Jenny is employed by a public service organisation that provides medical services to drug addicts and funded by the Health Ministry. The government has stopped funding the service. “We won't have money to get paid and our department won’t even be able to pay the telephone bills and the electricity bill,” she said. “The government doesn't care about the workers but about the banks. None of those who caused this crisis are being punished, only the people.”
Many spoke with anger about the devastating social attacks on the Greek working class. We were repeatedly told that, “We cannot live like this any longer.”
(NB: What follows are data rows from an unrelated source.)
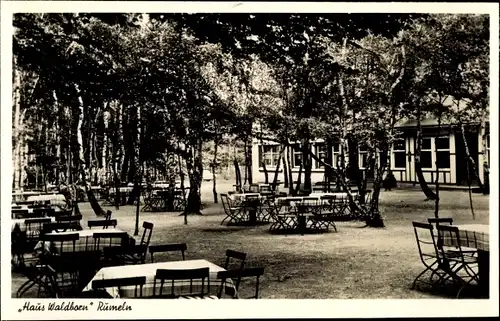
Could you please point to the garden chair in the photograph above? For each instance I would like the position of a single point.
(132, 253)
(137, 282)
(102, 240)
(173, 280)
(20, 213)
(39, 274)
(34, 227)
(266, 208)
(69, 218)
(150, 199)
(281, 217)
(441, 220)
(236, 276)
(102, 223)
(448, 221)
(235, 258)
(429, 254)
(180, 247)
(464, 266)
(233, 214)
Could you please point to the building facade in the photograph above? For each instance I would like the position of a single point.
(446, 148)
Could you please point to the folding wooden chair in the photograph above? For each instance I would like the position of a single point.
(463, 267)
(168, 278)
(20, 213)
(429, 254)
(103, 240)
(233, 214)
(34, 227)
(132, 254)
(180, 247)
(102, 223)
(137, 282)
(236, 276)
(234, 259)
(69, 218)
(37, 274)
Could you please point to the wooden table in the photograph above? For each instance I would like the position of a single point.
(21, 223)
(85, 240)
(149, 271)
(476, 236)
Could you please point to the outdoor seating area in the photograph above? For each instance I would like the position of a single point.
(240, 155)
(60, 256)
(454, 252)
(314, 213)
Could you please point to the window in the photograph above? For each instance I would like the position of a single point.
(269, 155)
(443, 152)
(426, 153)
(363, 157)
(488, 149)
(296, 155)
(321, 153)
(399, 152)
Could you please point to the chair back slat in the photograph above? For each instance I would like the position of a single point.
(180, 247)
(239, 256)
(69, 218)
(137, 281)
(201, 274)
(102, 223)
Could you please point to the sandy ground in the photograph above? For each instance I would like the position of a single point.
(355, 262)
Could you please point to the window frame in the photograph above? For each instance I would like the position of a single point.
(274, 150)
(394, 151)
(427, 150)
(360, 157)
(488, 149)
(317, 146)
(296, 150)
(442, 150)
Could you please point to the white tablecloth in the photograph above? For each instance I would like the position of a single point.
(240, 196)
(472, 236)
(55, 199)
(22, 226)
(85, 240)
(149, 271)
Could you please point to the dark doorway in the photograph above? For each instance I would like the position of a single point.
(460, 156)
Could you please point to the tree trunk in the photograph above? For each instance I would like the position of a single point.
(266, 174)
(138, 169)
(248, 162)
(299, 181)
(429, 194)
(245, 156)
(105, 147)
(469, 160)
(195, 169)
(374, 219)
(307, 163)
(16, 132)
(436, 204)
(237, 173)
(214, 163)
(276, 172)
(285, 173)
(81, 160)
(486, 164)
(291, 190)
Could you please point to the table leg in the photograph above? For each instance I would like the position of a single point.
(301, 222)
(252, 212)
(484, 272)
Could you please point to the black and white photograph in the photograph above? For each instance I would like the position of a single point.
(248, 151)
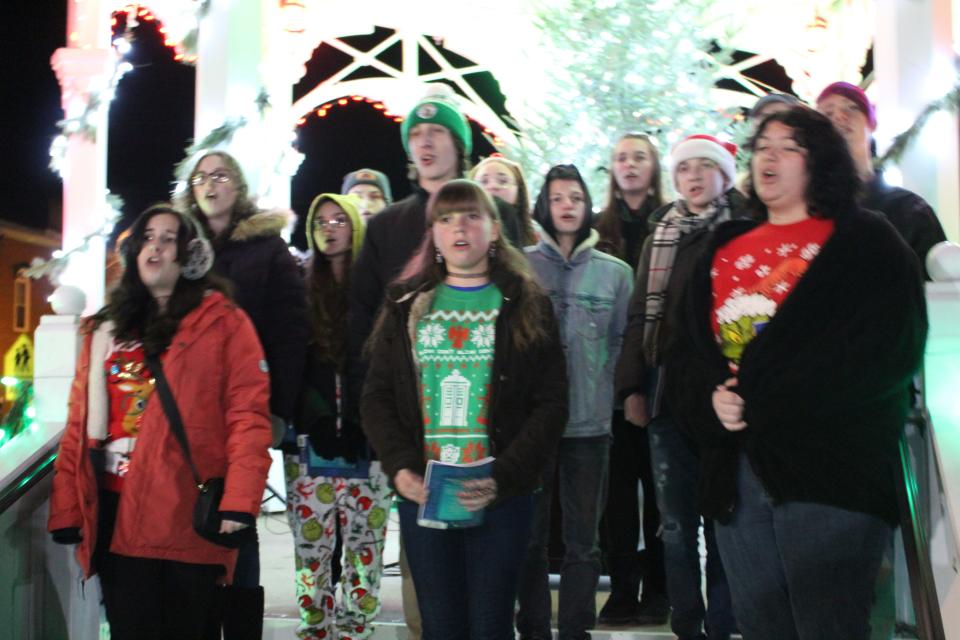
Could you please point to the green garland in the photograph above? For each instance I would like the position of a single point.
(949, 102)
(18, 417)
(53, 267)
Despite their determination, many were not convinced that the protest would have any effect. This is largely thanks to the trade unions, which have worked hand in glove with the government, and the role of the pseudo-left coalitions, Syriza and Antarsya, which have dragooned workers behind the trade unions and prevented a political struggle to bring down PASOK.
On the demonstration not a single political group put the social attacks into a European and international framework. Instead they demanded Greece withdraw from the euro and revert to the drachma. One PAME representative told a reporter that all the problems of the Greek people began 22 years ago with the adoption of the Maastricht Treaty.
“On this demonstration you don't see the leaders of the trade unions,” Fotini said. “We are here not for these leaders but because we are workers and we have to fight for our rights.”
Other workers told the WSWS that the unions were not seriously fighting the austerity measures.
“The workers want to fight, but the unions hold them back,” said Nikos, a drug prevention social worker. “What is definitely important is that workers of all European countries work together and break with the old leaders. It is impossible to give capitalism a human face today. This is over. We need a society that is based on the needs of the people.”
Nikos said he considered the crisis as the dying breath of the capitalist system. “If the workers are not able to give an answer to this, the right-wing forces could come to power and establish military rule again,” he stated.
He said he would read the WSWS and concluded by saying he would like to make a specific statement for WSWS readers: “The money that Greece is to get from the banks is money that is first stolen from the European workers, then given to the government and then it is transferred to the European banks. It does not go into the pocket of the Greece workers.”